Ein spezielles Herz-Lungen-Training hat die körperliche Belastbarkeit der Schülerin stark verbessert – vom Selbstwertgefühl ganz zu schweigen. „Für Herzkinder ist Sport wichtig, sogar notwendig“, betont Prof. Ovroutski. Die Stiftung KinderHerz fördert sein Forschungsprojekt am DHZB.

Vier Operationen in den ersten vier Lebensjahren - Vanessa kämpft weiter

Eins von 100 Neugeborenen in Deutschland kommt mit einem Herzfehler auf die Welt. Herzfehler sind damit die häufigste Organfehlbildung. Oft müssen sich betroffene Kinder bereits wenige Tage nach der Geburt lebensrettenden Operationen unterziehen. Auch bei Vanessa war das so. Sie hatte nur eine Herzkammer, in der sich sauerstoffarmes und sauerstoffreiches Blut vermischten. Die Kammer, die verbrauchtes Blut zur Lunge pumpt, fehlt. Ihr Körper wurde nicht ausreichend versorgt. Nach der Geburt liefen Vanessas Fingernägel und Lippen blau an. Ein Alarmsignal.

Am Deutschen Herzzentrum Berlin wurde Vanessa bis zu ihrem vierten Lebensjahr viermal operiert. Elf Tage lag sie nach der letzten, dramatischen OP im künstlichen Koma. Bis dato konnte das Mädchen kaum laufen. „Ich kann nicht glauben, dass ich das bin, wenn meine Mutter mir Bilder von damals zeigt“, sagt die Schülerin.

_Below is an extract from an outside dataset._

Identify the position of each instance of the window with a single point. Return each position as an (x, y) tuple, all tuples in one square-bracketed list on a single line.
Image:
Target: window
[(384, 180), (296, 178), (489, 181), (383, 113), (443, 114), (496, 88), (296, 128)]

Vanessa ist ehrgeizig und motiviert

Im April 2018 startete das neues Herz-Lungen-Training am DHZB - speziell für Patienten mit Einkammer-Herzen. Vanessa war die erste Teilnehmerin. „Fünfmal pro Woche trainiere ich auf dem Fahrrad-Ergometer“, erklärt sie. Neben ihr strampelt Ünsal fleißig weiter. Nicht zu schnell, bremst Dr. Ovroutski den Boxer: „Vanessa trainiert auf submaximalem Niveau, unterhalb ihrer Leistungsgrenze, um ihre Ausdauer zu verbessern. Das stärkt nicht nur ihr Herz, sondern durch ein gezieltes Atemtraining auch ihre Atemmuskulatur. Das senkt den Widerstand der Lungengefäße und optimiert so die Lungendurchblutung.“

„Meistens trainiere ich abends“, erzählt die Schülerin. „Dabei schaue ich zum Beispiel Youtube-Videos.“ Alle sechs Monate wird die Schwierigkeitsstufe individuell erhöht. Das Trainingsgerät steht zu Hause im Wohnzimmer. Die Stiftung KinderHerz hat dies – wie bei vielen anderen Herzpatienten - ermöglicht.

Ünsal Arik: „Vanessa ist mein Vorbild!“

„Die bisherigen Ergebnisse sind wunderbar“, freut sich Prof. Ovroutski. „Wir wollen Herzpatienten wie Vanessa eine Perspektive bieten“, sagt der Kinderkardiologe. Der soziale Aspekt ist ihm wichtig: „Wir zeigen ihnen, zu was sie fähig sind. Dass sie keine Außenseiter sind. Dass sie eine Ausbildung machen und eine Familie gründen können.“

„Vanessa kämpft gegen einen Gegner, der viel größer ist als jeder meiner Gegner im Boxring“, sagt Ünsal. „Eigentlich sollte sie dafür einen Championstitel bekommen. Vanessa ist mein Vorbild.“

Vanessa möchte auch ohne Auszeichnung weitermachen. Sie spürt den Fortschritt - und sie hat Ziele: erst der Mittelschulabschluss, dann das Abitur. Das Herz-Lungen-Training ist ein Lebensprojekt.